C’era stato qualche problema organizzativo, del resto, loro erano abituati a eseguire gli ordini, non a darli. Incredibilmente, era stata la stessa Oscar ad organizzare tutto. Si rendeva volentieri utile, se si trovava il modo in cui prenderla. In più, a volte il pensiero della sua malattia l’annoiava, e preferiva aver qualcosa di diverso cui pensare.

Così, senza sapere che quel viaggio era per lei, senza sapere che quel viaggio si sarebbe fatto, l’aveva organizzato quasi nei minimi dettagli..

E ora, ora erano lì. In quella piccola casetta vicino al mare, lui, Oscar e Rosalie continuavano la loro vita, una di loro aspettando di morire, due di loro decisi a non permetterglielo.

Non c’erano stati altri scoppi della sua pazzia, erano stati molto attenti a evitare di turbarla, anche se non sempre potevano riuscirvi. Spesso, il suo disappunto si manifestava con un improvviso aggrottarsi della fronte, un indurirsi dello sguardo, spesso per fatti banalissimi. Non sopportava che alcuno toccasse lei o i suoi abiti. La sua uniforme non era stata più nemmeno sfiorata, per nessuna ragione, da nessuno di loro. Lei continuava a indossarla, sempre, in ogni occasione. Metà dei bottoni era andata persa, ma a lei non importava che fosse un poco disordinata, per quanto lei detestasse il disordine. Ma, a quanto pareva, per quella giacca non valeva ormai più nessuna logica.

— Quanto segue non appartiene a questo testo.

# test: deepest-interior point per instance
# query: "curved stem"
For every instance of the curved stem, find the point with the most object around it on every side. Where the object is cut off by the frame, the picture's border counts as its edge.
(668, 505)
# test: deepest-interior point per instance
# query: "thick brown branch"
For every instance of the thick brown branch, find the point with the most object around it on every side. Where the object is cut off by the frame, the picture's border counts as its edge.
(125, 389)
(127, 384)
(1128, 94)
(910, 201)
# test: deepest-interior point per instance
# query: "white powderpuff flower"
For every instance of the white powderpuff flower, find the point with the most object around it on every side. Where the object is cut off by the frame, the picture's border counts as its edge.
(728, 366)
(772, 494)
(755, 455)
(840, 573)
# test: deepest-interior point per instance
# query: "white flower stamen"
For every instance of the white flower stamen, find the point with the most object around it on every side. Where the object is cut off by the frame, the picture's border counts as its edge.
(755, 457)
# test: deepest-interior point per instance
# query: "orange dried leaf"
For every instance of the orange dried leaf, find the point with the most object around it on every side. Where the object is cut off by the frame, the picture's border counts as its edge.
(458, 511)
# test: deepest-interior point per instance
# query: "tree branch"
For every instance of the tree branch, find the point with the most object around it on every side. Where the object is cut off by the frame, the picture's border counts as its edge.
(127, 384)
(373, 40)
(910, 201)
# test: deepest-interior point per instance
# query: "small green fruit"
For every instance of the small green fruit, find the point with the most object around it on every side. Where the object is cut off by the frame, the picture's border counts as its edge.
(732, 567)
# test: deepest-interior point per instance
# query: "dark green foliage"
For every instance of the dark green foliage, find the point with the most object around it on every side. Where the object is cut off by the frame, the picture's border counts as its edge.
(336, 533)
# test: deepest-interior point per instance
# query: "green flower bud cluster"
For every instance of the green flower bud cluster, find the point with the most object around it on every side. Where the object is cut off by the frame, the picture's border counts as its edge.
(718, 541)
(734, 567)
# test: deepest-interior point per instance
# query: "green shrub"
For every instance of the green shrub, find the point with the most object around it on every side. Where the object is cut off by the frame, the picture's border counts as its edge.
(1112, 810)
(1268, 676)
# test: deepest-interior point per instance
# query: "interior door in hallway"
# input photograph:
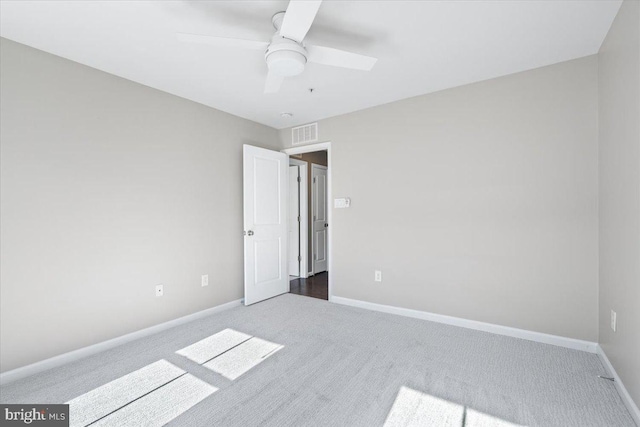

Ora che le avevano tolto anche le strade della città che aveva visto morire il suo amore, voleva almeno tenere quella giacca immutata, forse anche temendo che ulteriori rimaneggiamenti potessero far sbiadire ancora di più quella macchia di sangue, l’unico ricordo che conservasse di lui.

Guardandola, non si sarebbe mai detto che fosse malata. Era più bella che mai. Il suo corpo flessuoso, la sua pelle quasi trasparente, gli occhi sempre persi dietro a un sogno, ma luminosi, ossessionavano Alain. I suoi movimenti, da sempre permeati di una grazia innata, dalla notte che aveva passato con André erano anche impregnati di una sensualità inconsapevole e istintiva. Quante volte, la notte, si era ritrovato davanti alla sua porta, la mano sulla maniglia, lottando tra il desiderio di entrare e lasciare libero sfogo ai suoi desideri, e la consapevolezza della reazione che lei avrebbe avuto, se si fosse svegliata e l’avesse trovato nella sua stanza, intento a sfilarle la camicia da notte, intento a sfiorarla in una carezza che sapeva bene impossibile. Ma sapeva bene che lei aveva il sonno leggero, e la speranza che non si svegliasse era vana. Quasi tutte le notti, in attesa davanti a quella porta, combattendo la sua personale battaglia, la sentiva rigirarsi nel letto, o camminare per la stanza, o vedeva una sottile luce che filtrava dalla porta.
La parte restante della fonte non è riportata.